これほど「男の涙」が繰り返された1週間があっただろうか――。それも魂を込めて戦うピッチ上ではなく、記者会見の席で。

 今季限りでスパイクを脱ぐ阿部勇樹、今季限りで契約満了となり、退団が決まった槙野智章、宇賀神友弥。そしてクラブが下した「苦渋の決断」の一端を担ったリカルド・ロドリゲス監督。11月14日から21日に至るまで涙の会見の連続に心をかき乱された赤きサポーターは少なくなかったはずだ。だがこのドラスティックさこそ、浦和レッズの本気。来季に懸ける覚悟と責任が見えてくる。

 2022年は浦和にとって、ただの1年ではない。「3カ年計画」の3年目。ビッグクラブの宿命として絶対的な結果が求められる。19年12月、浦和はフロントの強化体制の一新と共に新たな指針を打ち立てた。

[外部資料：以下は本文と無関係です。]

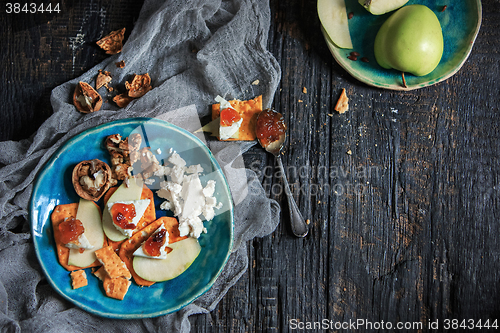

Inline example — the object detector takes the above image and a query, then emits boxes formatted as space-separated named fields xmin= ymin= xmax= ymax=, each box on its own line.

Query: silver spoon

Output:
xmin=255 ymin=109 xmax=308 ymax=237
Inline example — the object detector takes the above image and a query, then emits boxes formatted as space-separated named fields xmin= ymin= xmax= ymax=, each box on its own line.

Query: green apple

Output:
xmin=102 ymin=177 xmax=143 ymax=242
xmin=68 ymin=199 xmax=104 ymax=267
xmin=358 ymin=0 xmax=408 ymax=15
xmin=133 ymin=237 xmax=201 ymax=282
xmin=318 ymin=0 xmax=352 ymax=49
xmin=374 ymin=5 xmax=443 ymax=76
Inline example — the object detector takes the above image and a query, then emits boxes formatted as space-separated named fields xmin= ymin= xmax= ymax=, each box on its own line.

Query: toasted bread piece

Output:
xmin=92 ymin=266 xmax=108 ymax=281
xmin=50 ymin=203 xmax=108 ymax=271
xmin=118 ymin=216 xmax=187 ymax=287
xmin=212 ymin=95 xmax=262 ymax=141
xmin=102 ymin=276 xmax=132 ymax=300
xmin=95 ymin=245 xmax=132 ymax=279
xmin=69 ymin=269 xmax=88 ymax=289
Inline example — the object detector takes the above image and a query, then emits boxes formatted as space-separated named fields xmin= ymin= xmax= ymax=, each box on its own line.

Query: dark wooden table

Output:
xmin=0 ymin=0 xmax=500 ymax=332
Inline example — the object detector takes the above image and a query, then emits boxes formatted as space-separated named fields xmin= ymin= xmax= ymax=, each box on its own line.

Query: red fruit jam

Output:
xmin=220 ymin=108 xmax=241 ymax=127
xmin=110 ymin=203 xmax=135 ymax=229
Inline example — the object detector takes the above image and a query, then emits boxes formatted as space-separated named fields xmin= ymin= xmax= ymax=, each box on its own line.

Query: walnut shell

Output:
xmin=72 ymin=158 xmax=111 ymax=201
xmin=96 ymin=28 xmax=125 ymax=54
xmin=73 ymin=81 xmax=102 ymax=113
xmin=125 ymin=73 xmax=153 ymax=98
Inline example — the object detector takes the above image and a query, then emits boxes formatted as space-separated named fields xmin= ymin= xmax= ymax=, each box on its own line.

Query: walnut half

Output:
xmin=72 ymin=159 xmax=111 ymax=201
xmin=73 ymin=81 xmax=102 ymax=113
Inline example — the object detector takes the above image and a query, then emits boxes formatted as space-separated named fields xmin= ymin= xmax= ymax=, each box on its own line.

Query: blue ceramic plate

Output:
xmin=30 ymin=118 xmax=233 ymax=319
xmin=322 ymin=0 xmax=482 ymax=90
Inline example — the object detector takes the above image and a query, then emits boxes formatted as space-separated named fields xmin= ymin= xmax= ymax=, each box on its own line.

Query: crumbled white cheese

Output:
xmin=170 ymin=165 xmax=185 ymax=184
xmin=153 ymin=165 xmax=172 ymax=177
xmin=168 ymin=153 xmax=186 ymax=167
xmin=186 ymin=164 xmax=203 ymax=173
xmin=156 ymin=152 xmax=221 ymax=238
xmin=203 ymin=179 xmax=215 ymax=198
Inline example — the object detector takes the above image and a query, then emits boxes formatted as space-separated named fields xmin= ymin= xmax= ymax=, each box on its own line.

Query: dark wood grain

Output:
xmin=0 ymin=0 xmax=500 ymax=332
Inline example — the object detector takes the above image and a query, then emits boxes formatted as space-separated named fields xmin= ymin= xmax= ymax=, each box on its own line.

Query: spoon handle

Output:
xmin=276 ymin=154 xmax=308 ymax=237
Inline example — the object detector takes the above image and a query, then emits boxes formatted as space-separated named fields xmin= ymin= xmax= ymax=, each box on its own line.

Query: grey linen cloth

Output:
xmin=0 ymin=0 xmax=280 ymax=332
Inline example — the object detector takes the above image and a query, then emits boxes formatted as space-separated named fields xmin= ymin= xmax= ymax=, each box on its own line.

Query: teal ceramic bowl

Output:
xmin=322 ymin=0 xmax=482 ymax=90
xmin=30 ymin=118 xmax=234 ymax=319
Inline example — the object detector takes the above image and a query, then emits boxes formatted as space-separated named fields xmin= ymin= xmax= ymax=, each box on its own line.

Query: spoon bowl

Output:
xmin=255 ymin=109 xmax=308 ymax=237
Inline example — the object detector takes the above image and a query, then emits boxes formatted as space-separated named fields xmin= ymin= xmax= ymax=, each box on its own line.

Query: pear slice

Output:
xmin=133 ymin=237 xmax=201 ymax=282
xmin=318 ymin=0 xmax=352 ymax=49
xmin=68 ymin=199 xmax=104 ymax=267
xmin=358 ymin=0 xmax=408 ymax=15
xmin=102 ymin=178 xmax=143 ymax=242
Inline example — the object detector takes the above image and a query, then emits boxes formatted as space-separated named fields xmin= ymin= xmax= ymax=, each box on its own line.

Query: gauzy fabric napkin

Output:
xmin=0 ymin=0 xmax=280 ymax=332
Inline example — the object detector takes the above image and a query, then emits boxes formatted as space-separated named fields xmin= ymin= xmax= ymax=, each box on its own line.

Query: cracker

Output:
xmin=335 ymin=88 xmax=349 ymax=113
xmin=69 ymin=269 xmax=88 ymax=289
xmin=103 ymin=277 xmax=132 ymax=300
xmin=212 ymin=95 xmax=262 ymax=141
xmin=92 ymin=266 xmax=108 ymax=281
xmin=104 ymin=185 xmax=156 ymax=251
xmin=118 ymin=216 xmax=187 ymax=287
xmin=50 ymin=203 xmax=104 ymax=271
xmin=95 ymin=246 xmax=132 ymax=279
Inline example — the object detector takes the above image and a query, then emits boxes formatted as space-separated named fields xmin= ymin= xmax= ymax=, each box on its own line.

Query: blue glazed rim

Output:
xmin=321 ymin=0 xmax=482 ymax=91
xmin=29 ymin=118 xmax=234 ymax=319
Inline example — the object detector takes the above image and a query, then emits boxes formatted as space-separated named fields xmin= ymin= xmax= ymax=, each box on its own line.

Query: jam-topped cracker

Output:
xmin=212 ymin=95 xmax=262 ymax=141
xmin=104 ymin=185 xmax=156 ymax=250
xmin=95 ymin=245 xmax=132 ymax=279
xmin=118 ymin=216 xmax=187 ymax=287
xmin=69 ymin=269 xmax=88 ymax=289
xmin=50 ymin=203 xmax=108 ymax=271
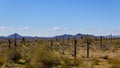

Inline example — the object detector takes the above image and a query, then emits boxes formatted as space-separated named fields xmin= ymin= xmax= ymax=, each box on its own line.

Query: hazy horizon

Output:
xmin=0 ymin=0 xmax=120 ymax=37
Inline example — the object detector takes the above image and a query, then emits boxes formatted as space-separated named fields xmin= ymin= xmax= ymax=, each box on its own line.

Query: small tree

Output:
xmin=83 ymin=36 xmax=92 ymax=58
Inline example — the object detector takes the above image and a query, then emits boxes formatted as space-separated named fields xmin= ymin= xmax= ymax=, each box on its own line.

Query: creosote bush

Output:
xmin=30 ymin=45 xmax=61 ymax=68
xmin=108 ymin=55 xmax=120 ymax=68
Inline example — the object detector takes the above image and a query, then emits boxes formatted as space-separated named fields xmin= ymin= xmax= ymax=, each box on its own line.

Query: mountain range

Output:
xmin=0 ymin=33 xmax=120 ymax=39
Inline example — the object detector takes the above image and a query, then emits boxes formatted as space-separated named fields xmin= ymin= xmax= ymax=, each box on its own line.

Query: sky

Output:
xmin=0 ymin=0 xmax=120 ymax=37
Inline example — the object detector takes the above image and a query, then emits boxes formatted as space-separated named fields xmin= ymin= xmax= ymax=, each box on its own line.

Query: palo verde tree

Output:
xmin=83 ymin=36 xmax=92 ymax=58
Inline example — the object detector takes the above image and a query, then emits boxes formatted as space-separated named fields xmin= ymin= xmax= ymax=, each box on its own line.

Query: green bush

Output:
xmin=31 ymin=46 xmax=61 ymax=68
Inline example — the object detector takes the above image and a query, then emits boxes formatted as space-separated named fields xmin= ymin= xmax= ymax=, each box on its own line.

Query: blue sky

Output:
xmin=0 ymin=0 xmax=120 ymax=36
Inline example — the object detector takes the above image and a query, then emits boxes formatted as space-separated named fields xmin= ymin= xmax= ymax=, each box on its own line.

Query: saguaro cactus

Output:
xmin=22 ymin=37 xmax=25 ymax=45
xmin=110 ymin=34 xmax=113 ymax=44
xmin=50 ymin=38 xmax=53 ymax=49
xmin=84 ymin=36 xmax=92 ymax=58
xmin=74 ymin=37 xmax=77 ymax=59
xmin=100 ymin=36 xmax=103 ymax=49
xmin=8 ymin=39 xmax=11 ymax=49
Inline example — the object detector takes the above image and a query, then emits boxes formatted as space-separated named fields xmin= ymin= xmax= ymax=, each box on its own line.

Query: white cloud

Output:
xmin=52 ymin=27 xmax=62 ymax=31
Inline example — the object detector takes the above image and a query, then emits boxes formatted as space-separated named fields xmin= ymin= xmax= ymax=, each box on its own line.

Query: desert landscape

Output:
xmin=0 ymin=0 xmax=120 ymax=68
xmin=0 ymin=33 xmax=120 ymax=68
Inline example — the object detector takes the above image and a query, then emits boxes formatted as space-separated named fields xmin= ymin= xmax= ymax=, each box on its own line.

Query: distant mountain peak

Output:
xmin=8 ymin=33 xmax=22 ymax=38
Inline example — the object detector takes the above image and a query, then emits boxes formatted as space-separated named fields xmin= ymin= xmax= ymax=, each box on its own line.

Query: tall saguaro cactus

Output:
xmin=84 ymin=36 xmax=92 ymax=58
xmin=74 ymin=37 xmax=77 ymax=59
xmin=22 ymin=37 xmax=25 ymax=45
xmin=50 ymin=38 xmax=53 ymax=49
xmin=110 ymin=34 xmax=113 ymax=44
xmin=14 ymin=34 xmax=17 ymax=49
xmin=100 ymin=36 xmax=103 ymax=49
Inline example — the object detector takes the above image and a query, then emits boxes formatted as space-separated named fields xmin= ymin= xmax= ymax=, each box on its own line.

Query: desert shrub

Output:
xmin=31 ymin=45 xmax=61 ymax=68
xmin=0 ymin=56 xmax=6 ymax=67
xmin=61 ymin=57 xmax=84 ymax=68
xmin=8 ymin=50 xmax=22 ymax=63
xmin=101 ymin=55 xmax=109 ymax=60
xmin=108 ymin=56 xmax=120 ymax=68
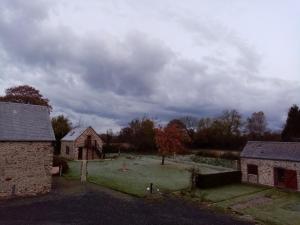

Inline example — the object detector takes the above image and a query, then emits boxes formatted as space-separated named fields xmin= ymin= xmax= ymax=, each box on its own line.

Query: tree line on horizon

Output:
xmin=0 ymin=85 xmax=300 ymax=154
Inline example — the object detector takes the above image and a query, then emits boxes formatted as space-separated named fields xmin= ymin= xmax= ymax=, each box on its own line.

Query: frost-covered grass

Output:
xmin=65 ymin=155 xmax=228 ymax=196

 それが「20年は変革元年、21年がコンセプトの表現、22年がリーグ制覇」という3カ年計画。以来、西野努テクニカルダイレクターは常に22年の布陣を念頭に動いてきた。年間を通じ、積極的な補強を見せた今季も一貫して「3年で結果を出す、そこは変えない」と話しており、集大成の1年となる。

 大胆な選手の入れ替えに伴い、補強ポイントも見えてくる。まず槙野、宇賀神、さらにトーマス・デンという計算できる実力者が抜けるセンターバック、サイドバックの補完。前線もキャスパー・ユンカー、興梠慎三に加え、ボールが収まる強烈なアタッカーは加えたいところだ。

 今季は支配率に比べると得点力が今ひとつ。水面下では決定力あるウイングの獲得の動きも見える。さらにボランチも補強ポイントか。柴戸海、伊藤敦樹、平野佑一ら一定の選手層を持つポジションだが、比較的、同タイプで守備に力強い選手が多い。

 ロドリゲス監督が「例えば徳島の岩尾憲のようなチームのブレーンになるようなタイプ」と話すのは平野のみ。来季は安居海斗(流通経大)も加入するが、リーグ制覇を見据えれば、パスを供給し、得点も取れるボランチも重要になりそうだ。


 計画「2年目」の21年はすでにシーズン終盤に入った。レオナルド、橋岡大樹、柏木陽介らが退団した開幕当初は不安しかなかったが、4月にユンカーが加入し、空気は一変した。

 6月には酒井宏樹、江坂任、アレクサンダー・ショルツとビッグネームの獲得が続いた。西野TDによれば、強化部では非現実的な選手も含め「こんな選手が獲れたらいいねリスト」を作成し、随時、動向をチェック。

 またシーズン中も他クラブの情報を得るため、国内スカウトを増員した。この一連の「網」は新たな浦和の強みになっている。だからこそシーズン中にもかかわらず、柏レイソルの主力だった江坂の獲得にも成功した。来季に向けてもJ2から有望な若手の「個人昇格」を含め、幅広くリストアップしている。

 ニューリーダーの台頭も待たれる。退団が発表された翌日、槙野は首の痛みを訴え、別メニューとなった。ピッチ脇で練習を見ながら思わず「心配だな」と漏らした。阿部や槙野が抜けたチームを誰がけん引していくのか。その思いはロドリゲス監督も同じ。「リーダーはピッチ内の監督。勝者のメンタルを持つ人間が担うべき。今後のチーム作りで意識したい」と話した。

 一方で宇賀神はクラブハウスの風呂場で一緒になった関根貴大に「もうレッズの一時代を築いた選手達と一緒にプレーした選手はお前しかいない。お前がやらなきゃ」と伝えた。関根は照れ臭そうに笑ったというが、11月20日の横浜F・マリノス戦では決勝点に絡むなど気持ちの入ったプレーで早速、期待に応えてくれた。

 阿部が引退の決意を固め始めたのは40歳の誕生日を迎えた9月初旬だった。槙野は11月5日に今季限りでの契約満了を伝えられ「まさか、自分が……」と絶句した。その1週間後、宇賀神もフロントから「来季、優勝を目指すうえで戦力としては考えられない」と非情通告を受けた。

 レッズを愛し、長くクラブの顔として活躍して来た3選手との別れは世代交代の一言では簡単に片付けられないほどの「変革」を予感させる。クラブとしても覚悟して挑む「3カ年計画」の3年目、そこには涙にくれた一週間の真意がある。